On Mon, 2025-03-24 at 12:56 +0100, Peter Zijlstra wrote:
On Thu, Mar 20, 2025 at 01:53:10PM -0700, Pat Cody wrote:
pick_eevdf() can return null, resulting in a null pointer dereference crash in pick_next_entity()
If it returns NULL while nr_queued, something is really badly wrong.
Your check will hide this badness.
Looking at the numbers, I suspect vruntime_eligible() is simply not allowing us to run the left-most entity in the rb tree.
At the root level we are seeing these numbers:
*(struct cfs_rq *)0xffff8882b3b80000 = { .load = (struct load_weight){ .weight = (unsigned long)4750106, .inv_weight = (u32)0, }, .nr_running = (unsigned int)3, .h_nr_running = (unsigned int)3, .idle_nr_running = (unsigned int)0, .idle_h_nr_running = (unsigned int)0, .h_nr_delayed = (unsigned int)0, .avg_vruntime = (s64)-2206158374744070955, .avg_load = (u64)4637, .min_vruntime = (u64)12547674988423219,
Meanwhile, the cfs_rq->curr entity has a weight of 4699124, a vruntime of 12071905127234526, and a vlag of -2826239998
The left node entity in the cfs_rq has a weight of 107666, a vruntime of 16048555717648580, and a vlag of -1338888
I cannot for the life of me figure out how the avg_vruntime number is so out of whack from what the vruntime numbers of the sched entities on the runqueue look like.
The avg_vruntime code is confusing me.
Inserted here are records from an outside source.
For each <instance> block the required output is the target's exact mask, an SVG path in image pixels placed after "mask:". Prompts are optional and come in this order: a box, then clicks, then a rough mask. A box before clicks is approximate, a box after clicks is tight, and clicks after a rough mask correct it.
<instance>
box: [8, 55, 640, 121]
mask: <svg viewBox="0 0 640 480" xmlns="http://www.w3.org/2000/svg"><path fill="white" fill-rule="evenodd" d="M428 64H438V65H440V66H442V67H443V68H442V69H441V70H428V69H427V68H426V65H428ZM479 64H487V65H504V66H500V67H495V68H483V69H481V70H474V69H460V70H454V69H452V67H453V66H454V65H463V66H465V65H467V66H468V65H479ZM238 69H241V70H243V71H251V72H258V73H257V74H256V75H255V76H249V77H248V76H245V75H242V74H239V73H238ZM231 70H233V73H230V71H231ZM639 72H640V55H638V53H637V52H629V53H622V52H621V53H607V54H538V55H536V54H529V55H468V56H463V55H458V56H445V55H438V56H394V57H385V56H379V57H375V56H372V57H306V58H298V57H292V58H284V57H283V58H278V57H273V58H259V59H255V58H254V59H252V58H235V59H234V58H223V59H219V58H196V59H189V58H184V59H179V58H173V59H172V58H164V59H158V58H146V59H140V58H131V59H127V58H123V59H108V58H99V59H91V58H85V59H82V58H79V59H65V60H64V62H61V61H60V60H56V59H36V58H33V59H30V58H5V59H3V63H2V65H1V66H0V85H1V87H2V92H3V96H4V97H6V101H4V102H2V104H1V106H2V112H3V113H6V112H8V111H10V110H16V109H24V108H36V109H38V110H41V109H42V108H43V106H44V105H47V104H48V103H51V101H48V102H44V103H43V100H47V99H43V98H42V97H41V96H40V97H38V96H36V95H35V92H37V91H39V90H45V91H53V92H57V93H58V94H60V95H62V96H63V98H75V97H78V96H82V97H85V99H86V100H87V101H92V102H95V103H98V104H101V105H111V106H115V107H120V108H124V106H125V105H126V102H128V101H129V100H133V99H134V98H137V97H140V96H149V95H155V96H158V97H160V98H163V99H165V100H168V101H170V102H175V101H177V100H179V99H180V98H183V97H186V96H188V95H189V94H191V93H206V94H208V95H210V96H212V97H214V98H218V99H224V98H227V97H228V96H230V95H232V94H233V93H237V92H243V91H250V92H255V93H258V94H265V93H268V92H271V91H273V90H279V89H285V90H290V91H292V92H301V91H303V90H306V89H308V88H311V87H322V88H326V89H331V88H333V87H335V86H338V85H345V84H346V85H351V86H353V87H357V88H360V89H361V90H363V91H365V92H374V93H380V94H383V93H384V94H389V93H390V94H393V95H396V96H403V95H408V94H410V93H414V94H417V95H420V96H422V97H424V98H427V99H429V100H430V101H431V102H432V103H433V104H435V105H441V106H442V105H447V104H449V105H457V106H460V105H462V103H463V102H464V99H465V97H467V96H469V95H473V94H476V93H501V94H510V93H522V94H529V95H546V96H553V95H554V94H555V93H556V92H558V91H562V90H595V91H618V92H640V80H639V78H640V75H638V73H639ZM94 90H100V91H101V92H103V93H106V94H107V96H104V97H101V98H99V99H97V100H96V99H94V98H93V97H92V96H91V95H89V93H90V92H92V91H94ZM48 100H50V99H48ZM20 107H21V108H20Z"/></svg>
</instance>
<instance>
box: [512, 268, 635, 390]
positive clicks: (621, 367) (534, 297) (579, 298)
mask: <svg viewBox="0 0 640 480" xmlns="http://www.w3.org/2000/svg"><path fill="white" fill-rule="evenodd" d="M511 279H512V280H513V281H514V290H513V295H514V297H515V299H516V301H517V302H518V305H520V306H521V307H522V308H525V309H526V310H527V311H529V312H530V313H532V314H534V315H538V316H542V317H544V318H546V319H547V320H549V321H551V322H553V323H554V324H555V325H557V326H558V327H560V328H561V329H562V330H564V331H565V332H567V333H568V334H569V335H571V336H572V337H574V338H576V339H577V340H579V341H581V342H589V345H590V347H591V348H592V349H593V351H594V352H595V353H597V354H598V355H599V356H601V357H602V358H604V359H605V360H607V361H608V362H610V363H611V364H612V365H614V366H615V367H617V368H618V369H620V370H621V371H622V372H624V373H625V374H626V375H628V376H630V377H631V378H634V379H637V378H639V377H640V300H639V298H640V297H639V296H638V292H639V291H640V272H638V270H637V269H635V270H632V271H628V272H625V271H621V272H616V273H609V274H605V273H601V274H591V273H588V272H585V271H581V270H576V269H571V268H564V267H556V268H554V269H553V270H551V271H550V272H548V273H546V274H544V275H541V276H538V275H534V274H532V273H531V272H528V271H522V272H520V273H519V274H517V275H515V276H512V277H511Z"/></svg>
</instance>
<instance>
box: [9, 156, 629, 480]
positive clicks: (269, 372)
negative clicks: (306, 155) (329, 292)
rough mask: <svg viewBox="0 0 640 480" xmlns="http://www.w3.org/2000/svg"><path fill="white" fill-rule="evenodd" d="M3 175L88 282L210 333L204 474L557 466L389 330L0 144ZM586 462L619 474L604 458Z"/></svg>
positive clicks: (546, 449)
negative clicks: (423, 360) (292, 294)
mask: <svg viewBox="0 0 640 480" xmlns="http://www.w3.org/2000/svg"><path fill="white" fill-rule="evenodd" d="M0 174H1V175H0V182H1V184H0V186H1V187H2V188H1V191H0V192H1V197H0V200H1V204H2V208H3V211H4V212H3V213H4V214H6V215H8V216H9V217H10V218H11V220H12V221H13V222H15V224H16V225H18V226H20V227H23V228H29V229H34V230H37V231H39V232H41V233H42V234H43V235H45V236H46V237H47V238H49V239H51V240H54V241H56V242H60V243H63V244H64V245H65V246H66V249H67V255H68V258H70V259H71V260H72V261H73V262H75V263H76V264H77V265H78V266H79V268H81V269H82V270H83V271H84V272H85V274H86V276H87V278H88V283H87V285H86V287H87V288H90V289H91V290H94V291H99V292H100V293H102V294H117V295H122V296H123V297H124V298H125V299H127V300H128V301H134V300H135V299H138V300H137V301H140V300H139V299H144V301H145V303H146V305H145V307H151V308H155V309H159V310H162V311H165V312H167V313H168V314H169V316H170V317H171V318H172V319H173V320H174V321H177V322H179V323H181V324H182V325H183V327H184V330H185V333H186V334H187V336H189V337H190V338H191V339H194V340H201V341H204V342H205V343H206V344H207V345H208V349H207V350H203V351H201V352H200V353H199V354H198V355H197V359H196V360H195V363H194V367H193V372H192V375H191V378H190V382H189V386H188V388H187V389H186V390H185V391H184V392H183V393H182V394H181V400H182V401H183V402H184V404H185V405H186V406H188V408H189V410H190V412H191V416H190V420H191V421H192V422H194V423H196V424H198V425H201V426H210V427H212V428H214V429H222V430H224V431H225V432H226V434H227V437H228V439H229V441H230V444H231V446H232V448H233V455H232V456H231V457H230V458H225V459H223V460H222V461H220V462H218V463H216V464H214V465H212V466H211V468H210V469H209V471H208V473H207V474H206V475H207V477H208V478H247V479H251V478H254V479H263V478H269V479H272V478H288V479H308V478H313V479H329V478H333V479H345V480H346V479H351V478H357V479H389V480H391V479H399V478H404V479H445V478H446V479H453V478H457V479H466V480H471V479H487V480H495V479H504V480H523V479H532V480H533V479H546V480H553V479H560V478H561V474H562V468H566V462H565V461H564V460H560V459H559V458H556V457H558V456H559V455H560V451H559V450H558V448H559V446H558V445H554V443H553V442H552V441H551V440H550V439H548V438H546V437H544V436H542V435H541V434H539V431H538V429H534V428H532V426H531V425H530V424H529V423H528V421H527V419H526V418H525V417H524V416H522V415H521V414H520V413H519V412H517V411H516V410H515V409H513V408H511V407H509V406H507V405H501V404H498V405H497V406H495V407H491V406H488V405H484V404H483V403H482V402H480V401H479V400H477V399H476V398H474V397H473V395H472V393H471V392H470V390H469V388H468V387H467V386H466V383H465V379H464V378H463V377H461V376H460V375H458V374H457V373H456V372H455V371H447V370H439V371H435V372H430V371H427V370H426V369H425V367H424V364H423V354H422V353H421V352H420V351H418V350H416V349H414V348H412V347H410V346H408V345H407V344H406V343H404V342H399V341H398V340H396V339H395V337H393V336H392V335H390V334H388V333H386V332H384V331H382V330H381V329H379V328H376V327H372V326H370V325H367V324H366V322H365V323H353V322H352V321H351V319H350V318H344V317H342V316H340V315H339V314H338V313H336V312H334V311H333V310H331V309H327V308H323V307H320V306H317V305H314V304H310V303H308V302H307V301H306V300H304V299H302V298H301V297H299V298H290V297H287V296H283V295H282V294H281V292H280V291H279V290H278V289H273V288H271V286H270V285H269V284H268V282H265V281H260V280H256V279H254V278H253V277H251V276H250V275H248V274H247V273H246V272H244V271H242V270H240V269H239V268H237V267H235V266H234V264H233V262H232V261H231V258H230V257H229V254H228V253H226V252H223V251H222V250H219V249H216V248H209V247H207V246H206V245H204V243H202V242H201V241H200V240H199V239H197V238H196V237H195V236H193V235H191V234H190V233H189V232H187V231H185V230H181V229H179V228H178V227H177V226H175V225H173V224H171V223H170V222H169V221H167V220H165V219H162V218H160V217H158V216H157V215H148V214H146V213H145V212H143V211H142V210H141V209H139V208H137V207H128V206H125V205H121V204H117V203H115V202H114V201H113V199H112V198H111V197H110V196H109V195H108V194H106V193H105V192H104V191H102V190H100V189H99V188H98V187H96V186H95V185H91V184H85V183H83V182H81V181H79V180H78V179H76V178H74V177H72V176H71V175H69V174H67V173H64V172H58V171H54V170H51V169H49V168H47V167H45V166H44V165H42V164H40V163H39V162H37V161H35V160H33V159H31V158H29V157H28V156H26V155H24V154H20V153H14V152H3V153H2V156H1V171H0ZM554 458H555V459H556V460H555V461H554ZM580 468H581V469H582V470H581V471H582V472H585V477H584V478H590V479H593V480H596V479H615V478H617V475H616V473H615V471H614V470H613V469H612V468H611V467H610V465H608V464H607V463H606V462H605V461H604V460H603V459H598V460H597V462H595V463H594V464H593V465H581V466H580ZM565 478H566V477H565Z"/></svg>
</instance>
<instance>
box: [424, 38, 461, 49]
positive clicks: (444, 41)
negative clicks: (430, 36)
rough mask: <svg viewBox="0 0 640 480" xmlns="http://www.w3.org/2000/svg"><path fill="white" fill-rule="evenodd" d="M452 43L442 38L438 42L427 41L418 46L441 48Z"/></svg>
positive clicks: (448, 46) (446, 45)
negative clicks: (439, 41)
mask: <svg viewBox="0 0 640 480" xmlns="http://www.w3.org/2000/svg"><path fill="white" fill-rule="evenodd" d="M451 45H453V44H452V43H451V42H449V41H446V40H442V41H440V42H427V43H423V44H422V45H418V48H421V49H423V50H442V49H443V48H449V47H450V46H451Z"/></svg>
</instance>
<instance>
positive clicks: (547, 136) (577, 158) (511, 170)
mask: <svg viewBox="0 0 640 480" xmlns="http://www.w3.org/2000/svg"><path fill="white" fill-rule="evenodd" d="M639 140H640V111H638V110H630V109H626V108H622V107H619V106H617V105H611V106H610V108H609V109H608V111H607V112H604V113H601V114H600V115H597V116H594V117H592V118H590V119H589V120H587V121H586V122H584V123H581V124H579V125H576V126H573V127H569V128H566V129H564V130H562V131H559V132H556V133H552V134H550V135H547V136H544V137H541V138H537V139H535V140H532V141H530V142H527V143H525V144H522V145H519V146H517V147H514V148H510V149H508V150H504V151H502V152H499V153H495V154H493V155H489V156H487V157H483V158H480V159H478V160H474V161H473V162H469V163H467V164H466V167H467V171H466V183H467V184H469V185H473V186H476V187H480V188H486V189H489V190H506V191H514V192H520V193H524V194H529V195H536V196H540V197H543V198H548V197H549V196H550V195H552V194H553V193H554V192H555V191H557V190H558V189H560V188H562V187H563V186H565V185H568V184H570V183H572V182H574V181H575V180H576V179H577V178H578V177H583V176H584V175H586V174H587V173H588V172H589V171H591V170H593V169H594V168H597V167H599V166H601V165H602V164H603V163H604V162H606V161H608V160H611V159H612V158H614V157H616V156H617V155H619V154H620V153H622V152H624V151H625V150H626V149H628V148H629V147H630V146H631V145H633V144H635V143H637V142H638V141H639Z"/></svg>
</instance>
On the one hand the vruntime number is multiplied by the sched entity weight when adding to or subtracting to avg_vruntime, but on the other hand vruntime_eligible scales the comparison by the cfs_rq->avg_load number.
What even protects the load number in vruntime_eligible from going negative in certain cases, when the current entity's entity_key is a negative value?
The latter is probably not the bug we're seeing now, but I don't understand how that is supposed to behave.